Thanks for the pointers.

Seems to be rather high-level, and also rather abstract (ok, so these
systems are usually aimed at professionals, not at hobbyists).

I'll look around a bit and see if I can find anything that helps me,
but at the moment, I have to say it all looks rather daunting :-)

On 5/9/21 1:50 PM, Thomas Koenig wrote:
> That is of course a possibility.  In the CPU-based approach I
> simply used OpenMP with schedule(dynamic).  However, for this
> kind of hobbyist thing, I'd rather learn something interesting
> than throw money at a cloud provider :-)

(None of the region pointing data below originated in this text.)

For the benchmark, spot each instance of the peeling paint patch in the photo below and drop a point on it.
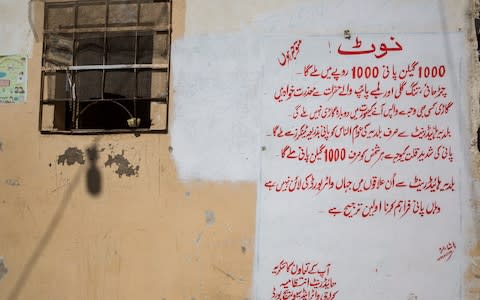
(124, 167)
(12, 182)
(71, 156)
(3, 268)
(209, 217)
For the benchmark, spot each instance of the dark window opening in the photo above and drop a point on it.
(105, 66)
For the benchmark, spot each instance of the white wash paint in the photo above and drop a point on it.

Agreed. But distributed computing can do wonder for many brute-force 
mathematical problems (e.g. 
<https://en.wikipedia.org/wiki/Lychrel_number#196_palindrome_quest> ;-) ).

> Seems to be rather high-level, and also rather abstract (ok, so these
> systems are usually aimed at professionals, not at hobbyists).
> I'll look around a bit and see if I can find anything that helps me,
> but at the moment, I have to say it all looks rather daunting :-)

It depends where you start... I see two problems to solve to use a FPGA:

(a) implementing the hardware operator(s) in a fast/efficient way;
(b) integrating said operator(s) in an acceleration framework.

Tackling both at once can be daunting. However, tackling only the first 
(which is likely the most interesting one and sort-of-research) should 
be quite achievable. Once that works, you can figure out how to put them 
in 'production' by having the right set up (number of operators, speed, 
memory requirements, etc.).

E.g., if you can express the problem as a (set of) 32x32 -> 32 operators 
(with some ad-hoc encoding, presumably), you can easily add dedicated 
instructions in a 32-bits softcore to evaluate the performance benefit. 
Then you can figure out a way to high-performance. Some softcore might 
let you do wider operands/results - 64-bits should not be much of a 
problem with 64-bit softcores.

Blowing my own horn here (sorry), but for instance you can have a look 
at: <https://github.com/rdolbeau/VexRiscvBPluginGenerator/> which is 
designed to easily add integer-pipeline instructions to a VexRiscv 
(RV32) core in a Linux-capable Litex SoC. I run a 100 MHz quad-cores on 
a ~$90 board; it won't be faster than a beefy CPU, but it's a cheap way 
to start evaluating implementations. There's also support for 32x32->64 
instructions (from the draft P 'packed simd' extension to RISC-V [2]), 
32x32x32->32 instructions (from the draft Zbt 'bitmanip ternary' 
extension [1]) and you can even do 32x32x32->64 if you really want (by 
abusing both systems, for instance to implement a faster Chacha [3], see 
e.g. 
<https://github.com/rdolbeau/VexRiscvBPluginGenerator/blob/master/data_Chacha64.txt>). 
That would the easiest way to prototype some operators, I believe.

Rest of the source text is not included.